Recognizing that bathroom fittings require customer education and visualization, Jaquar pioneered "Orientation Centres"—retail spaces curating concept designs enabling real-life in-bathroom visualization, customer education, exposure to concepts, and expert advice.

"We have 21 of these centres in India, and these places house the entire Jaquar offering, right from faucets, sanitaryware, shower enclosures, flushing systems, water heaters, and lighting," Rajesh noted.

Additionally, Jaquar retails through 4,000+ dealer-strong network in India.


The Global Expansion: Jaquar World

Jaquar World stores—large-format branded showrooms showcasing complete bathroom solutions—opened globally:

  • First Jaquar World: Dubai

  • Subsequent locations: London, Milan, Singapore, Kuala Lumpur, Moscow, Lagos (Nigeria), and 40+ stores globally


2018-2020: Recognition and Resilience

In 2018-19, the Group closed turnover at Rs 3,588 crore, aiming for $1 billion by 2022.

Rajesh Mehra was conferred the 'EY Entrepreneur of the Year 2018' Award under 'Consumer Products & Retail' category. In 2019, he was ranked 93rd in Forbes India's 100 Richest People.

In 2020, Jaquar completed 60 years in manufacturing excellence.

When COVID-19 hit, Jaquar launched "Sensor and Sensibility"—contactless bathroom and lighting solutions addressing post-pandemic hygiene concerns.


The Current Empire (2025)

  • Founded: 1960 (65 years; N.L. Mehra); Jaquar brand 1986 (39 years)

  • Leadership: Rajesh, Ajay, Krishan Mehra (second generation); third generation inducted 2000

  • Turnover: Rs 7,493 crore ($876 million, 2024-25)

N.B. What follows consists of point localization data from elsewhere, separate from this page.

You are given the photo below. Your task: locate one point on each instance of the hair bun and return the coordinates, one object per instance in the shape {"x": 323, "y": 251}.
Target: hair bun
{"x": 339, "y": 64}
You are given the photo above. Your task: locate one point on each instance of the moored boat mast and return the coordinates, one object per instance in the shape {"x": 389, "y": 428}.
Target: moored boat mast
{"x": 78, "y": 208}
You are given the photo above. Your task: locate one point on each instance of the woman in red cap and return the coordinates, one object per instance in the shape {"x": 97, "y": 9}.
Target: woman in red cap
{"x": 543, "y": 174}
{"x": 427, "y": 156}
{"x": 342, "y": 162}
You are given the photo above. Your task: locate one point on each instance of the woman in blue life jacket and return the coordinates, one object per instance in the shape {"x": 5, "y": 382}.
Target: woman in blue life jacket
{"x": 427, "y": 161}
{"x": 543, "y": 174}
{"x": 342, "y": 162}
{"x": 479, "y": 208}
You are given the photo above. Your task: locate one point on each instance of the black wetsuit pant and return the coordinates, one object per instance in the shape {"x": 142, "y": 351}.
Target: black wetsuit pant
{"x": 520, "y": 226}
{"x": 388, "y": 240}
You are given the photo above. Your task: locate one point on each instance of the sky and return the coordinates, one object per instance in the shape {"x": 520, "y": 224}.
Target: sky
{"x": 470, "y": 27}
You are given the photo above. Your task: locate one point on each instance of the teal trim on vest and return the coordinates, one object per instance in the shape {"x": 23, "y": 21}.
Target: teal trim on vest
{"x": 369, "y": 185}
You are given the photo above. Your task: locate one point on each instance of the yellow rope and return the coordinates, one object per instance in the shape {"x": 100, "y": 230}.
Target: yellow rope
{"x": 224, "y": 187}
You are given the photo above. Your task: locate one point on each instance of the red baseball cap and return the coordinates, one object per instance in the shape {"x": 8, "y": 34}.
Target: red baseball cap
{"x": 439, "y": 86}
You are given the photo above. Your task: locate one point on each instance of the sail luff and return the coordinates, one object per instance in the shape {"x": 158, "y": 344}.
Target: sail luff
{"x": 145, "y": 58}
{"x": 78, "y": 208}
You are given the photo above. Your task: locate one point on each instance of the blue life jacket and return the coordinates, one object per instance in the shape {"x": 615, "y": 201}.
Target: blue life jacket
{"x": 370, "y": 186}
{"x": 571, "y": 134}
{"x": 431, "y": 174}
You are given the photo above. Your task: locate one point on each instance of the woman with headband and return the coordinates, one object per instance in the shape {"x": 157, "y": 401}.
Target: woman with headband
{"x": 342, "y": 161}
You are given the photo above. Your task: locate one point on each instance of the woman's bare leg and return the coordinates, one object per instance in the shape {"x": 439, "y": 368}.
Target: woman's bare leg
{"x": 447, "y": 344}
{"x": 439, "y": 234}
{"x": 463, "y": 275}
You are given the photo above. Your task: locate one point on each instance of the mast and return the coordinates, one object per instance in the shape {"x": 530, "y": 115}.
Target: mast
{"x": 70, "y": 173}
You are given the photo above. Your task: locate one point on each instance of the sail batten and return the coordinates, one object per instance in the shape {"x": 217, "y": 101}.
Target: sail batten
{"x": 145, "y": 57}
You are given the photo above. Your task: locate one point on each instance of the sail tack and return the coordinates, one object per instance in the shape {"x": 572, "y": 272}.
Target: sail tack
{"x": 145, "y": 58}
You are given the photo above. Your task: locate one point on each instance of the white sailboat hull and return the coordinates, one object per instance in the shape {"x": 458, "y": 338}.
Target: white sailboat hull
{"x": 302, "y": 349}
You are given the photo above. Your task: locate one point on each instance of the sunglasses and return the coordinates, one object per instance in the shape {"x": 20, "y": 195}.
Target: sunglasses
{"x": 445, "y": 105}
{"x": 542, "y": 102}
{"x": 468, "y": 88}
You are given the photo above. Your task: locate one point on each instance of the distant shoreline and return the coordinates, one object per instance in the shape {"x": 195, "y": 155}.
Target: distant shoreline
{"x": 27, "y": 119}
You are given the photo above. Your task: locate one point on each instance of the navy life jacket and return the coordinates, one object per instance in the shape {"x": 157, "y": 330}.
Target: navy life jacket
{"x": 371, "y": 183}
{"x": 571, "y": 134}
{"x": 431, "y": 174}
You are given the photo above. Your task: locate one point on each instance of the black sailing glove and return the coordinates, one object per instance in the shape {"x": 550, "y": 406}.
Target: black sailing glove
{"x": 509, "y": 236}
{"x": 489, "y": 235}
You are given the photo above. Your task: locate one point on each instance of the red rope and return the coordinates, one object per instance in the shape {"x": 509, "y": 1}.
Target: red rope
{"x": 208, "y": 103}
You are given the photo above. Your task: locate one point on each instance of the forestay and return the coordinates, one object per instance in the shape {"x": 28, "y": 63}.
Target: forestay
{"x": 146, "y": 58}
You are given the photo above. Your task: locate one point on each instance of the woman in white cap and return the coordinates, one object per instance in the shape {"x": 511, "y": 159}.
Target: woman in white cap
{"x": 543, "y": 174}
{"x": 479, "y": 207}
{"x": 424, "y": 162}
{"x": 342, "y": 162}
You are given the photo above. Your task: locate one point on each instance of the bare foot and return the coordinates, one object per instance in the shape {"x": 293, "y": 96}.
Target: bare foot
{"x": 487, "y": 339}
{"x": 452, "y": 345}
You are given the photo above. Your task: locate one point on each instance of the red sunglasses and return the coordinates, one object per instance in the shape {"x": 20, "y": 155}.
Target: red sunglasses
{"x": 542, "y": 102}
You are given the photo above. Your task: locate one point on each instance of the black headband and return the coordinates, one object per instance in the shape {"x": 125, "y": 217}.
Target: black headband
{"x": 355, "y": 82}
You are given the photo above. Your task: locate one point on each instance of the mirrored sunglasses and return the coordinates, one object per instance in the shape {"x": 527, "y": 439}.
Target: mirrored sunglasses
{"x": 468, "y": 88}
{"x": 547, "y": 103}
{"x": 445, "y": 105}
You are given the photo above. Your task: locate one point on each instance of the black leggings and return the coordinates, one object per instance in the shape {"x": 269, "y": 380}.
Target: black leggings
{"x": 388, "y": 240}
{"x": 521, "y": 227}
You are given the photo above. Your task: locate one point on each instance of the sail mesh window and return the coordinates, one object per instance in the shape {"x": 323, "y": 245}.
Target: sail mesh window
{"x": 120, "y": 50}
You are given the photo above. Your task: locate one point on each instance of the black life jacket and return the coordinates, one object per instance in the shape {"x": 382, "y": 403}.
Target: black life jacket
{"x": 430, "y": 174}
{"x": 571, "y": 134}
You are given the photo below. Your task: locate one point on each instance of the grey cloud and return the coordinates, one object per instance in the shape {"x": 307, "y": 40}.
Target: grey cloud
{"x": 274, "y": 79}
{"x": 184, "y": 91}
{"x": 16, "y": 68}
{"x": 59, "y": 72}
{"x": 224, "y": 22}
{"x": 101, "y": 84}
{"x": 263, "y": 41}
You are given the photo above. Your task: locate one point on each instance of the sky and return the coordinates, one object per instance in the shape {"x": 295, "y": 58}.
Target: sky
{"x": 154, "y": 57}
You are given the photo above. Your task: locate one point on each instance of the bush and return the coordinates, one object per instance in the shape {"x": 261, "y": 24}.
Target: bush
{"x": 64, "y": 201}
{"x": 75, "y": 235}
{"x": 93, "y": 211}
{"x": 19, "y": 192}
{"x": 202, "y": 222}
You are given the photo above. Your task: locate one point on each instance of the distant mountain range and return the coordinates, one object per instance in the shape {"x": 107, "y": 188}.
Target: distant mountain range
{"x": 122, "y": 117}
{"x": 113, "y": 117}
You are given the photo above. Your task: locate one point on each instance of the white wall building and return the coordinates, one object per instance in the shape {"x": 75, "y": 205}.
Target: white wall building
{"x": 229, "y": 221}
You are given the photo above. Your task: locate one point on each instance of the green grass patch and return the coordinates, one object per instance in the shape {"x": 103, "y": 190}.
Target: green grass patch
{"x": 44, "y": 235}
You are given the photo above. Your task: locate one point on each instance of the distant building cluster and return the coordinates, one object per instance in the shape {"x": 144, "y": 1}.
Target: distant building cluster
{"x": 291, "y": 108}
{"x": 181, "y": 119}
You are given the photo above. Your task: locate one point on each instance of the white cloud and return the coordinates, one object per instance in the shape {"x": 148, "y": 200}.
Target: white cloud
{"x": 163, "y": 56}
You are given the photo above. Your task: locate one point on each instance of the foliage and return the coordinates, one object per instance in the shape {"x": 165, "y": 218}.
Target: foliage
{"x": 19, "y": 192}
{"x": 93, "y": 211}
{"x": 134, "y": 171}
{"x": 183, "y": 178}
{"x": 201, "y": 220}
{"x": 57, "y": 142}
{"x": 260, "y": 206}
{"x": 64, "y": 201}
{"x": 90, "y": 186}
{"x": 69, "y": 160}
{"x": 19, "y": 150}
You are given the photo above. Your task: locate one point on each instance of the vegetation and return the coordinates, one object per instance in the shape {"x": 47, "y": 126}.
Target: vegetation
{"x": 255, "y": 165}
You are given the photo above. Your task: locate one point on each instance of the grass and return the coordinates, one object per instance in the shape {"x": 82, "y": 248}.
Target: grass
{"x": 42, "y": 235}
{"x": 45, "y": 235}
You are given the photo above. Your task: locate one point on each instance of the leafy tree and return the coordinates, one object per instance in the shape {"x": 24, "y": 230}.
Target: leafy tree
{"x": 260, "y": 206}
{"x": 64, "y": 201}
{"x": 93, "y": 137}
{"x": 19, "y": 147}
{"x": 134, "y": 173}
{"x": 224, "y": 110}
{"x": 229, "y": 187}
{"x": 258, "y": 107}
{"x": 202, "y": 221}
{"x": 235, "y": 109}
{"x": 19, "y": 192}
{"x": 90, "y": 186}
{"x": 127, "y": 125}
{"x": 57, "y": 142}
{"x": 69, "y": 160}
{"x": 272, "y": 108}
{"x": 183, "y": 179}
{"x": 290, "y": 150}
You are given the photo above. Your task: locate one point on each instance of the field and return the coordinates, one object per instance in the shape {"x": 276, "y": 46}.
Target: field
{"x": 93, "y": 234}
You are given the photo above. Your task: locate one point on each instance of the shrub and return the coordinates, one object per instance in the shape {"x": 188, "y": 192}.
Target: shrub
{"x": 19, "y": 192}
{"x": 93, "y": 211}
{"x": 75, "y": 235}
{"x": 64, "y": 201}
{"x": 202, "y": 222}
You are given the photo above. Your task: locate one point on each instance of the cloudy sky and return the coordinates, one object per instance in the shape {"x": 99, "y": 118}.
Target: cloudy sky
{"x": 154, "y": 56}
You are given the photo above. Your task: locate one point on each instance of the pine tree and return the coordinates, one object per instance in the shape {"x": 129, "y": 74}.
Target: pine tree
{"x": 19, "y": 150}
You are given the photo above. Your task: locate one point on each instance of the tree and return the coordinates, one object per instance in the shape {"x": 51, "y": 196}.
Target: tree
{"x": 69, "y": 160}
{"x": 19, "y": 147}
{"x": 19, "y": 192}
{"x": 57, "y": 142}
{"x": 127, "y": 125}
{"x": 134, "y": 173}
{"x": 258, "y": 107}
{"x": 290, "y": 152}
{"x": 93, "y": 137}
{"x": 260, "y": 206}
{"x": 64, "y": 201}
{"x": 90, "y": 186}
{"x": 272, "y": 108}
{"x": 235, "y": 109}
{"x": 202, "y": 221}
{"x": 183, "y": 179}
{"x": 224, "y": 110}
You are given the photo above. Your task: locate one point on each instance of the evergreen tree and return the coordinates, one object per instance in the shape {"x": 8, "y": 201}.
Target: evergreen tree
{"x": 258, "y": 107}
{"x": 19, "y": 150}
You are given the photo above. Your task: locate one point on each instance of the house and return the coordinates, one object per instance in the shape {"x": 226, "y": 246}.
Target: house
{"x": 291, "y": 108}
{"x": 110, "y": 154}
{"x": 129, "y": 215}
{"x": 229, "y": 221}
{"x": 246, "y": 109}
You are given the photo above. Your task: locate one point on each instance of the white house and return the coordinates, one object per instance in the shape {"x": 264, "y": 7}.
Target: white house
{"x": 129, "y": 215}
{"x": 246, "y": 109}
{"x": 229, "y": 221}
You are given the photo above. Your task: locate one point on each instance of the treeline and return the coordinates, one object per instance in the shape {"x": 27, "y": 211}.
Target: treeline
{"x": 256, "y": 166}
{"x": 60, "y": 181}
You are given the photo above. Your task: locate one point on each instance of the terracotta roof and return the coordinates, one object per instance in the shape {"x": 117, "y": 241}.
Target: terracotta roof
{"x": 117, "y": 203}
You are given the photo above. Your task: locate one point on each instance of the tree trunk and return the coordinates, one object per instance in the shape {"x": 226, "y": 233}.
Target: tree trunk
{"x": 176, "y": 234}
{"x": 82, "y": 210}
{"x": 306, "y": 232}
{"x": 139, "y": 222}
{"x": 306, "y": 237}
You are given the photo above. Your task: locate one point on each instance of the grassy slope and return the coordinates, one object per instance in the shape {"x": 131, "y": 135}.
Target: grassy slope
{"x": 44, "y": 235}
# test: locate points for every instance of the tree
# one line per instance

  • Manufacturing: 7 plants (India) + 1 (South Korea); 330,000 sq m

  • Production: 45.9M bath fittings, 4.2M sanitaryware, 9.9M lighting products yearly

  • Bathrooms served: 3.3M annually

  • Employees: 12,000+ (including 2,400 service technicians)

  • Market share: 60% (India organized bathroom sector)

  • Markets: 55+ countries

  • Stores: 21 Orientation Centres (India), 40+ Jaquar World stores globally

  • Brands: Jaquar (premium), Artize (luxury), Essco (value; Rs 300+ crore turnover; 4,000 retail footprint)


The Legacy

From Rs 30 lakh in 1985 to Rs 7,493 crore in 2024—from commodity fittings to premium bathrooms—from grandmother's name to global brand—Jaquar's 65-year journey teaches timeless truths.

First, organizing unorganized markets creates empires. The 1960 bathroom fittings market was chaos. Mehra brought order, trust, and branding.

Second, warranties build credibility. The ten-year guarantee in 1960—when accountability didn't exist—differentiated Essco fundamentally.

Third, family names humanize brands. "Jaquar" from "Jai Kaur" connected the brand emotionally to founders while remaining memorable.

Fourth, direct customer access beats resistant dealers. When dealers resisted premium positioning, going directly to builders/consumers solved adoption.

Finally, complete solutions beat single products. Expanding from faucets to whirlpools to lighting to water heaters created the "complete bathroom solutions" positioning competitors couldn't match.

When Indian families turn on Jaquar faucets, shower under Jaquar heads, or illuminate bathrooms with Jaquar lights, they're using products from a company named after a grandmother who never knew she'd become a global brand.

That's not just bathroom fittings. That's proof that the best brands honor heritage while building empires—one guaranteed faucet, one orientation centre, one complete bathroom at a time.